-Pagó la cuenta.-
Luego, estaban las iglesias, cuyo perenne optimismo era tan irrelevante como un semáforo en cada esquina, o un anuncio de TVnotas en cada calle. Tanto se repetía su estandarte persignado, que resultaba un eco bastante amainado de los clamores que hacía tiempo la gente valoraba más que las sábanas frescas de su cama los domingos.
-Subió al metro-Tal vez fue la época de apatía en la que creció, o el hecho de que sus papás no la llevaban a misa.
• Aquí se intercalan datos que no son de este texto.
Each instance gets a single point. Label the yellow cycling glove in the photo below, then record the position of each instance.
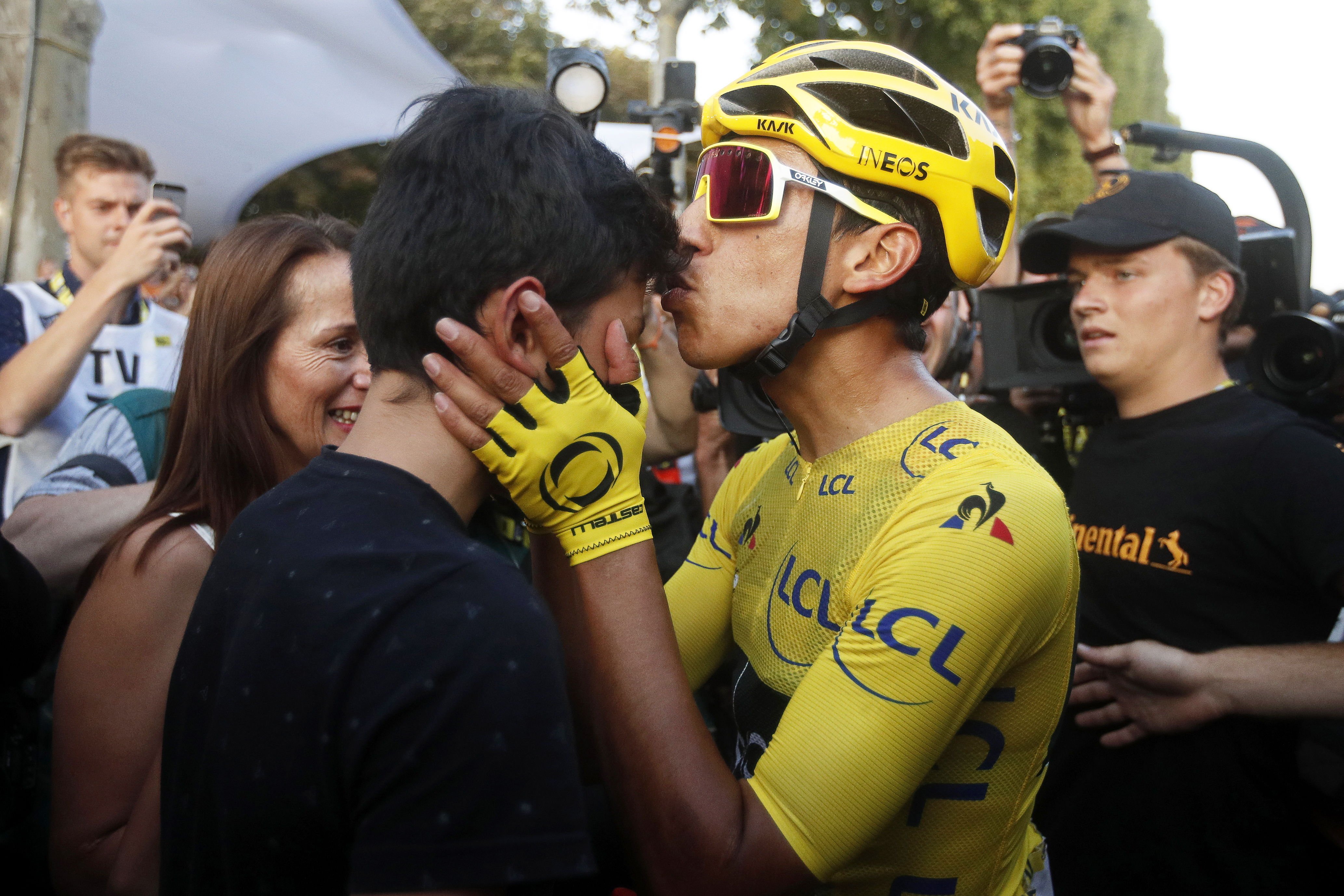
(570, 459)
Quizá la acústica de las iglesias hubo cambiado de estructura, o simplemente comprendió que deleitarse con la inifidad de sueños y placeres que ofrece una camita y una almohada eran infinitamente mejores que los rezos monótonos de una pavada de limosneros dedicados a la lisonja y a ocultar sus perversiones bajo el trémulo velo de la moralidad...
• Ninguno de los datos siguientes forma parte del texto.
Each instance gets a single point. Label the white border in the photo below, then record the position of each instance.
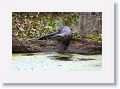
(104, 6)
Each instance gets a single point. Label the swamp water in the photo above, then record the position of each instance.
(52, 61)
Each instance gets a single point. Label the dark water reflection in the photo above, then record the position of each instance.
(51, 61)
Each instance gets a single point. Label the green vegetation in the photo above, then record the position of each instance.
(31, 25)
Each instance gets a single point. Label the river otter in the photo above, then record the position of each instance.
(63, 36)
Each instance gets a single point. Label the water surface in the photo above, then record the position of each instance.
(52, 61)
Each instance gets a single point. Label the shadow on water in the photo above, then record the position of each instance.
(60, 58)
(68, 57)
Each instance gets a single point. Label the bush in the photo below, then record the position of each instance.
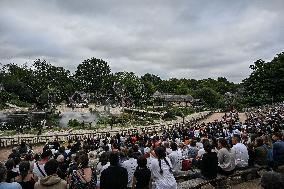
(74, 123)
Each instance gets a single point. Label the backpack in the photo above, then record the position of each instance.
(269, 153)
(186, 165)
Entonces, el metro se detuvo en seco. Las luces se apagaron, y ella se encontró a mitad de un túnel en compañía de otros tantos hombres y mujeres ensardinados. Pobres de nosotros, se dijo, no sólo estamos atrapados en este vagón dentro de un túnel, también nos atrapamos en los taxis, en las duchas tomadas a diario como es debido, nos atrapamos unos en los otros, en un abrazo, en un apretón de manos, en un beso...
Todos deberíamos tener miedo, a final de cuentas. Llega un punto en el que no sabes si actúas por inercia o por decisión propia. ¿Compras el agua porque tienes sed, o porque en la tele te dijeron que te quita la grasa?